# Pagination

When returning large datasets, results are paginated to improve performance and usability. The platform supports multiple pagination strategies depending on your use case.

## Offset-Based Pagination

The default pagination strategy uses `page` and `per_page` parameters:

```
GET /users?page=1&per_page=20
```

Returns items 1-20. Page 2 returns items 21-40, etc. This is simple and familiar but becomes inefficient for large offsets (deep pagination is slow in databases).

Response includes pagination metadata:

```json
{
  "data": [...],
  "pagination": {
    "page": 1,
    "per_page": 20,
    "total": 1234,
    "pages": 62
  }
}
```

## Cursor-Based Pagination

For large datasets, use cursor-based pagination. Cursors are opaque strings that point to a specific position in the dataset:

```
GET /events?first=20&after=cursor_xyz
```

Returns the first 20 items after the cursor. Cursors encode the sort key and position, allowing efficient jumping through datasets.

```json
{
  "data": [...],
  "pagination": {
    "has_next": true,
    "has_previous": true,
    "next_cursor": "cursor_abc",
    "previous_cursor": "cursor_xyz"
  }
}
```

Cursor-based pagination is ideal for large tables, sorted results, and real-time data. It handles insertions/deletions during pagination gracefully.

## Limit and Offset

Alternative syntax using `limit` and `offset`:

```
GET /users?limit=20&offset=40
```

Equivalent to `page=3&per_page=20`. Less commonly used than page/per_page.

## Pagination Limits

Maximum `per_page` is 100 items. Requesting more returns a 400 error. Some expensive endpoints (e.g., analytics) have lower limits (max 50).

Minimum `per_page` is 1. Default is 20 if unspecified.

## Ordering and Pagination

Results are ordered by `created_at` descending by default. When paginating, always specify sort order explicitly:

```
GET /users?page=1&per_page=20&sort=-created_at,name
```

This ensures consistent ordering across pagination requests.

## Total Count Caching

The `total` count in offset-based pagination is eventually consistent. It's cached for performance and may be 1-2 minutes stale. For critical applications, re-query the total separately.

With cursor pagination, the `total` is not provided to avoid expensive count queries.
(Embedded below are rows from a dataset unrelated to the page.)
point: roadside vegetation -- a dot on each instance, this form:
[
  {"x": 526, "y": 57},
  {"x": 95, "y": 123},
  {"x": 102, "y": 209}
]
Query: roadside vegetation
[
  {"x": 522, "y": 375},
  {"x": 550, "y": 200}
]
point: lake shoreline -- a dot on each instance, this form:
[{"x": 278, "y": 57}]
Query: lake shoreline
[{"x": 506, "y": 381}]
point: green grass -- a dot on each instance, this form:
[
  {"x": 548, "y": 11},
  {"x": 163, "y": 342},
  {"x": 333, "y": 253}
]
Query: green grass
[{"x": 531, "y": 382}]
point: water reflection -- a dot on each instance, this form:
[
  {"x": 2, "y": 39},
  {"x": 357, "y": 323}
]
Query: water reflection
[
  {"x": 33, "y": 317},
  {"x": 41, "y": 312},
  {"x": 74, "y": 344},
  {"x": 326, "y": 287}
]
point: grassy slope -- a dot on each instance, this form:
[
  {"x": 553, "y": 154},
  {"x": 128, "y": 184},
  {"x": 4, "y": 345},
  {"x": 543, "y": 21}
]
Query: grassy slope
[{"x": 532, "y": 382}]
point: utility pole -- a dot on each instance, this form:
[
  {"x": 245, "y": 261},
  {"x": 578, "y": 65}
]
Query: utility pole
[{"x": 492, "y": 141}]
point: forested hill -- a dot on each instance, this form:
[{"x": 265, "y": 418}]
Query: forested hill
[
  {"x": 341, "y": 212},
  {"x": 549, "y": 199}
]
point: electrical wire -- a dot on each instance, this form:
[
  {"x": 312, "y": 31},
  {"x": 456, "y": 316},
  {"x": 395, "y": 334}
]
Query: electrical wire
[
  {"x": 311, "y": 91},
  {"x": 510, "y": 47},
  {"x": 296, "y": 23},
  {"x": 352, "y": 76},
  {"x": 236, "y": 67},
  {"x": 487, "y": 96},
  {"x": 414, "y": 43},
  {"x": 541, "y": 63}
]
## Practical Pagination Patterns

**For UI (tables, infinite scroll)**:
Use offset-based pagination with low page numbers. Cache early pages (page 1-5); deeper pages are rarely accessed.

**For data exports**:
Use cursor-based pagination. It handles large datasets efficiently and provides stable ordering.

**For real-time feeds**:
Use cursor-based pagination with timestamp cursors. This handles insertions gracefully (new items appear at the top without disrupting pagination).

**For analytics/reporting**:
Use offset-based pagination with reasonable per_page values (20-50). Accept that large offsets are slow; optimize by filtering first.

## Combining with Filters and Sorting

Pagination works seamlessly with filters and sorting:

```
GET /users?status=active&sort=-created_at&page=2&per_page=50
```

Filters reduce the dataset first, then pagination applies. Total count reflects filtered results.

## Backwards Pagination

Cursor-based pagination supports `last` and `before` parameters for reverse iteration:

```
GET /events?last=20&before=cursor_xyz
```

Returns the 20 items before the cursor. Useful for "load more above" patterns.

## Performance Considerations

Avoid deep pagination (high page numbers). Instead, use filters to narrow results before paginating. For example, "show active users page 100" is slower than "show active users in 2026-02-18 page 1".